What is not yet known, however, is the drug's effect on overall survival. "We need more time to establish that definitively," says Dr. Bible. "The trial has been going on for just over a year, and some of our patients are still maintaining a response, while others have not been in the study long enough for us to confirm duration of response." He notes that of the 37 original trial participants, two have died — one from cancer progression and another from other causes.
The National Cancer Institute estimated that 37,340 new cases of thyroid cancer would be diagnosed in 2008, with 1,590 deaths from the cancer. The cancer is much more common in women; it is the seventh most common cancer in women in the U.S. The occurrence of thyroid cancer has recently been rising.
Most thyroid cancers are of two major "differentiated" types — papillary thyroid cancer (the most common, accounting for 75 percent of cases) and follicular thyroid cancer (15 percent).
Fortunately, most patients with thyroid cancer respond well to surgery and to follow-up treatment with radioiodine; even if the cancer recurs and spreads, the disease progresses slowly in most patients, Dr. Bible says. "Many patients do well for a long time without the need of additional therapy," he says. However, about 5 percent of these patients experience rapidly progressing life-threatening disease that is insensitive to radioiodine and other treatment approaches. "Until only recently, we have not had any effective therapies for such patients."

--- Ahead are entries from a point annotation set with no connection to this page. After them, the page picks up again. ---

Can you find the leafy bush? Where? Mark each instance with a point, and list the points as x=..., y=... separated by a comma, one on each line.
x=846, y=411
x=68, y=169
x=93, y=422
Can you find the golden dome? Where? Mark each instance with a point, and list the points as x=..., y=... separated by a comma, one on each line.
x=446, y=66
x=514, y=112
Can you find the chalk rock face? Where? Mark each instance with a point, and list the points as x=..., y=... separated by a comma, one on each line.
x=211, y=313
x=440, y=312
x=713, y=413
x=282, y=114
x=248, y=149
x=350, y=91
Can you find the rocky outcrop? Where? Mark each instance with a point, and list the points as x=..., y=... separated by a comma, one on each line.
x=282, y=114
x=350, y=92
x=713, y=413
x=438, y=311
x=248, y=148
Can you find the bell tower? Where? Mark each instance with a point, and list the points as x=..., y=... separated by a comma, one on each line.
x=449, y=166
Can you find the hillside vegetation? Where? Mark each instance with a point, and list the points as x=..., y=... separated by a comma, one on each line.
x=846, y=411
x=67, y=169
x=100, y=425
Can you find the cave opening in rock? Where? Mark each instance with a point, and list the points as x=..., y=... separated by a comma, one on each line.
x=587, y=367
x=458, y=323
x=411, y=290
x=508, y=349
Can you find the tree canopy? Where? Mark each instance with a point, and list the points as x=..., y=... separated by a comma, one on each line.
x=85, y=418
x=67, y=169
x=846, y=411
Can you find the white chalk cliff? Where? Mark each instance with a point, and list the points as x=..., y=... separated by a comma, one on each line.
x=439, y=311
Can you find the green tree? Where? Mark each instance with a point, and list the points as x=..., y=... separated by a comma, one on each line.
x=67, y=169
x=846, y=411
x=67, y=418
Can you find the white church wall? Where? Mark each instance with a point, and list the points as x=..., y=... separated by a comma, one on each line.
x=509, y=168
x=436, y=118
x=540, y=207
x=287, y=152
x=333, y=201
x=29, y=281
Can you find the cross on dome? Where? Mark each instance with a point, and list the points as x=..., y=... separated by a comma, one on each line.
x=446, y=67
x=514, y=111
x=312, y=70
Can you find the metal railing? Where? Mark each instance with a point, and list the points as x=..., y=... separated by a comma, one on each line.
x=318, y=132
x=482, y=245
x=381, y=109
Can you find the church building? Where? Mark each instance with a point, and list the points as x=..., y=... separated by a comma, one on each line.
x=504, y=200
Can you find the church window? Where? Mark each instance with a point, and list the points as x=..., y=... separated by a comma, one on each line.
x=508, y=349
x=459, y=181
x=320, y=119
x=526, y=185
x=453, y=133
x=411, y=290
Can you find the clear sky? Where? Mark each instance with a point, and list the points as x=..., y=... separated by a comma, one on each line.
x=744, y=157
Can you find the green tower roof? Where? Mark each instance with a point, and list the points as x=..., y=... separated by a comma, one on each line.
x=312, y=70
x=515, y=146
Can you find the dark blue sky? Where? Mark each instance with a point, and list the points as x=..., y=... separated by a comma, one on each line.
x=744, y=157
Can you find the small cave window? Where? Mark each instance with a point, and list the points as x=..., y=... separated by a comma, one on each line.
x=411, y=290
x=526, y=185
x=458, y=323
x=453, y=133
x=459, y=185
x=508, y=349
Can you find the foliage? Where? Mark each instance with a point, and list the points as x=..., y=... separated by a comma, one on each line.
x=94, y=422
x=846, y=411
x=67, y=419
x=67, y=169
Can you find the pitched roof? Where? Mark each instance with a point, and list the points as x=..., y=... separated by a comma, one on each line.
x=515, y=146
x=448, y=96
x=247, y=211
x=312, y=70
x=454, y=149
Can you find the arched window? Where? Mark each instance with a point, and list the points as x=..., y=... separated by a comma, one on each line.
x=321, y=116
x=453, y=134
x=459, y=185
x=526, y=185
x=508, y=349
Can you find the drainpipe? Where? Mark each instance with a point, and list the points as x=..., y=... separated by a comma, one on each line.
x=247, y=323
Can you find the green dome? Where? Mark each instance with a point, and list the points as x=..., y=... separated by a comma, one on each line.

Pazopanib is an experimental agent that is also being studied in advanced kidney, ovarian and other cancers. The drug, administered in pill form, targets proteins involved in angiogenesis, the growth of new blood vessels that has a critical role in the growth and spread of tumors. The proteins that pazopanib targets include vascular endothelial growth factor receptor (VEGFR), platelet-derived growth factor receptor (PDGFR), c-kit and Ret.
Mayo investigators are also leading clinical trials to test pazopanib in two other thyroid cancer subtypes -medullary, which does not respond to radioiodine, and anaplastic, the most aggressive subtype.
Dr. Bible says plans are also under way to test pazopanib in a larger, controlled and randomized clinical trial of patients with advanced differentiated thyroid cancer. Researchers want to more accurately assess benefits and risks.